Are these seven deadly sins plaguing your supply chain in India?

The emergence of new digital and analytic capabilities, combined with significant policy changes and rising customer expectations, mean companies in India need to upgrade their supply-chain processes. Here are seven outdated, but all too common, practices that companies need to watch out for — and change.

Having your planning team forecast demand. With the advent of machine learning and neural networks, having demand-planning teams churn out numbers based on statistical models is not good enough. The best forecasts are now created from advanced analytics engines that crawl the web for digital signals, take into consideration crowd-sourced data, and can explore correlations with more than 2,000 data sets to estimate future demand. Leveraging such data can improve forecasts as much as 10 per cent to 20 per cent. 

Running a monthly sales and operations planning (S&OP) process. In today’s dynamic markets, meeting once a month is not nearly enough: If a particular assumption changes, chaos can set in. Leading companies have instead moved towards a circular planning loop. That means setting up a central team to track and coordinate events — the same way a control tower manages flights. This team gets live feedback of events, such as supply disruptions, and then reacts in real time. Setting this up is not easy, but companies that do it well have seen improvements in service levels consistently.

Relying on a hub-and-spoke network. With the advent of India’s goods-and-services tax (GST), most companies re-examined their network model and perhaps closed a few depots. That is not enough. This policy change was the once-in-a-blue-moon opportunity for all departments (from sales to manufacturing) to come together and reconsider their entire supply-chain strategy. GST implementation presented the opportunity for Indian companies to finally innovate their distribution network and create segmented supply chains for different product groups that have different demand and supply patterns. This meant not each product needed to be stored at each hub and connected depot or ‘spoke’ — and multiple handlings and inventory pile ups can now be avoided with networks tailored for each category.

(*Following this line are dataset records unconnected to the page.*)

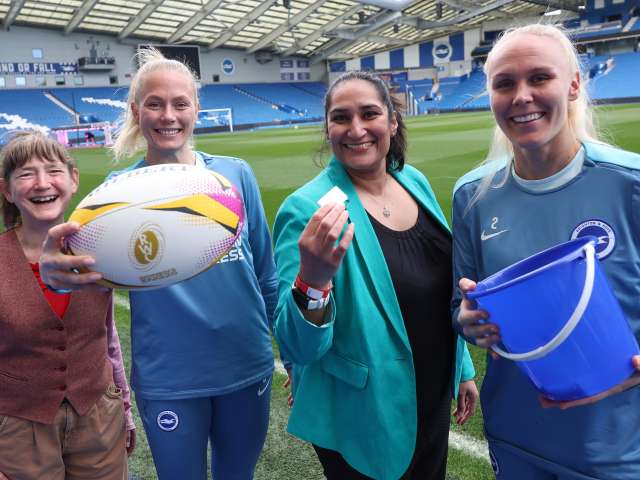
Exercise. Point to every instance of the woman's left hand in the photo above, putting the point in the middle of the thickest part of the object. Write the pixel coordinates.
(632, 381)
(467, 401)
(130, 442)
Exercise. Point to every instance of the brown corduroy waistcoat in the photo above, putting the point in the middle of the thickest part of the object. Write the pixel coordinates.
(43, 358)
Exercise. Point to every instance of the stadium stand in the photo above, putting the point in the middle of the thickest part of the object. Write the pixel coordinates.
(30, 109)
(104, 104)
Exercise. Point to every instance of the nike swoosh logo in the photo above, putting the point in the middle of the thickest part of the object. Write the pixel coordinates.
(484, 236)
(261, 390)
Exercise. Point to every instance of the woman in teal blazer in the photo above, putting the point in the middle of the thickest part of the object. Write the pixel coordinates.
(354, 373)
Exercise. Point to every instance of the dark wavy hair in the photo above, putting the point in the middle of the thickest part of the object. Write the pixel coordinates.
(22, 147)
(398, 147)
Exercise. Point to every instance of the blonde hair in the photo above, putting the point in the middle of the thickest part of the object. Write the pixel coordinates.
(22, 147)
(580, 115)
(129, 138)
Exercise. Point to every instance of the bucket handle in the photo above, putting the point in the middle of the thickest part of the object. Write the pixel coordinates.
(589, 253)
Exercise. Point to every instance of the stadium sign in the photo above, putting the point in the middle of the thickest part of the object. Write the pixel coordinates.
(228, 67)
(441, 51)
(18, 68)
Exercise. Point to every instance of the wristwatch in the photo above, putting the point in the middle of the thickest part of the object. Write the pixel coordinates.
(305, 302)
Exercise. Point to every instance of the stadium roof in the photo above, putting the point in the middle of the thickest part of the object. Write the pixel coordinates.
(323, 29)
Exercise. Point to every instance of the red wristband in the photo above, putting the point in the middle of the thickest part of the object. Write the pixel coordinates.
(311, 292)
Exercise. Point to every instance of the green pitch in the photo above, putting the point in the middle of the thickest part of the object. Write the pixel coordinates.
(442, 146)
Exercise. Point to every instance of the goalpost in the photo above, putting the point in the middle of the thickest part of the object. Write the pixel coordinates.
(215, 117)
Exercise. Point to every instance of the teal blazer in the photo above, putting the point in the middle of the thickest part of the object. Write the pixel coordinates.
(354, 380)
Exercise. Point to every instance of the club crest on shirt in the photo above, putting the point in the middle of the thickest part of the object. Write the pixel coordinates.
(602, 231)
(168, 420)
(494, 463)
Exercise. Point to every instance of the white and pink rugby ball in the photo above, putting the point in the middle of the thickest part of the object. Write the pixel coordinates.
(155, 226)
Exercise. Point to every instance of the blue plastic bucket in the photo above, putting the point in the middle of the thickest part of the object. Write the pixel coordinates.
(560, 321)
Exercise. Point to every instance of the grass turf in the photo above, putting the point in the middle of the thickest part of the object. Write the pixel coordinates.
(442, 146)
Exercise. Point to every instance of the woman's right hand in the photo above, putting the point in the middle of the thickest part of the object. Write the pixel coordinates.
(320, 257)
(472, 320)
(57, 268)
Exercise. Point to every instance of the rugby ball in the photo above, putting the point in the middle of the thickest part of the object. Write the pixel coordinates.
(155, 226)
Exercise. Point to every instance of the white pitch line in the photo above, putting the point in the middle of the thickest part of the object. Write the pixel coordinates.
(459, 441)
(469, 445)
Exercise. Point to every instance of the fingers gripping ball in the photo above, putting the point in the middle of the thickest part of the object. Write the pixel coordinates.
(155, 226)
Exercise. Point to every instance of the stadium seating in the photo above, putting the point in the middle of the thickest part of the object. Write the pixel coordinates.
(619, 81)
(105, 104)
(30, 109)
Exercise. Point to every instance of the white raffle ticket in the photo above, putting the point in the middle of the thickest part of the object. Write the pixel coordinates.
(335, 195)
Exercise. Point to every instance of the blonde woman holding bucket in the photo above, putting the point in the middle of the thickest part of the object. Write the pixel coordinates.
(548, 179)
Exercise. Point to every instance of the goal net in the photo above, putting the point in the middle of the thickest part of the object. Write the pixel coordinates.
(219, 118)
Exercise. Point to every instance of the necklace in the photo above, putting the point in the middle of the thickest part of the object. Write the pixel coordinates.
(386, 212)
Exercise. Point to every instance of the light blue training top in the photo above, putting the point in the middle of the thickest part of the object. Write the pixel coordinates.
(210, 335)
(596, 194)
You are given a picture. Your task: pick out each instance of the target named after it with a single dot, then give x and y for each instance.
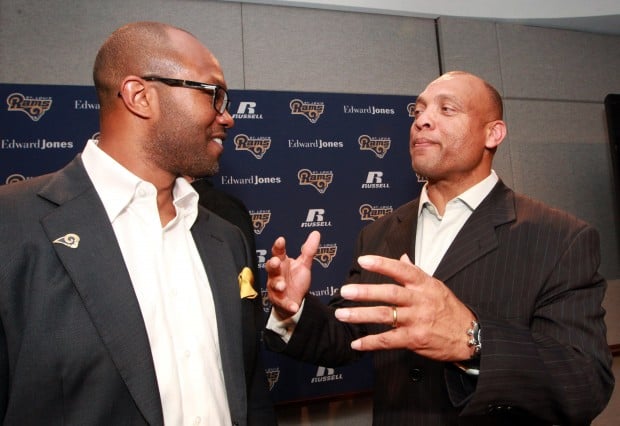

Treating domestic trucking as a per kilometer variable cost. Historically, due to the fragmented and unorganised nature of the market, most Indian companies have not looked at trucking strategically. They have outsourced it to third-party vendors and treated this as a variable cost based primarily on the distance travelled between plant and depots/warehouses and capacity of the truck. The better approach is to treat trucking more like machinery — that is, to see trucks as a fixed cost that need to be used intensively. This concept has been demonstrated by e-commerce players in India who run trucks close to 15,000 to 18,000 kilometers per month, two to three times as much as other sectors. This “sweating the asset” mindset shift could lower transportation costs by 10 percent to 15 per cent. The key to do this is a robust digitally enabled tracking of the loading, unloading and transit times through a 24/7 control room coupled with a well-coordinated dispatch and receipt planning analytical engine. 

Staffing supply-chain teams with domain experts alone. Supply-chain teams typically have centered around experts who understood specialties such as warehousing, logistics, or planning. Now best practice is to blend supply-chain practitioners with analytics experts, such as data scientists, in order to leverage the data generated through every transaction and uncover inefficiencies across inventory, service and cost in different nodes of the supply chain — for example, by analysing the usage of last mile trucks and creating a dynamic routing algorithm , a company was able to realise a forty per cent drop in last mile costs. 

Procuring off-the-shelf digital solutions and tools without clear business rationale. Many companies that embark on massive and all-encompassing supply-chain digitisation programmes have struggled to define and eventually realise the return on investment of such efforts. Companies that have done well have picked specific use cases that can be cracked by digital and analytics such as the ones we have discussed above example, better demand forecasting, end-to-end closed loop planning, with impact that is linked clearly to a business objective such as improvement in cost by 10 per cent, or maybe, service levels increasing by 15 per cent. 

Treating your suppliers as vendors and not as partners in an eco-system. At times, it is more pragmatic to partner with a start-up to build a routing algorithm for your trucks, for example, rather than trying to code it internally. Companies that are able to build an eco-system of partners across the supply chain have usually seen benefits, such as getting to market faster, cutting development costs, or just having access to talent and expertise. To do this, companies need to move away from traditional vendor management processes of having annual contracts, standard ‘request for quote’ (RFQ) processes and quarterly performance reviews toward an ‘eco-system management’ of a set of partners across the supply chain that feel joint ownership to improve your efficiencies. Examples include joint investments with reputed transporters to ensure dedicated capacity in customised trucks that will improve costs, taking a stake in a logistics start-up to co-develop business solutions relevant to you or even collaborating to create an open platform that facilitates all partners in the eco-system to thrive and build on each other’s efficiencies and scale.

Indian companies need to see their supply chains are sources of value—and then take action to unlock that value. To do so requires them to innovate rapidly, and eliminate traditional, but stale practices.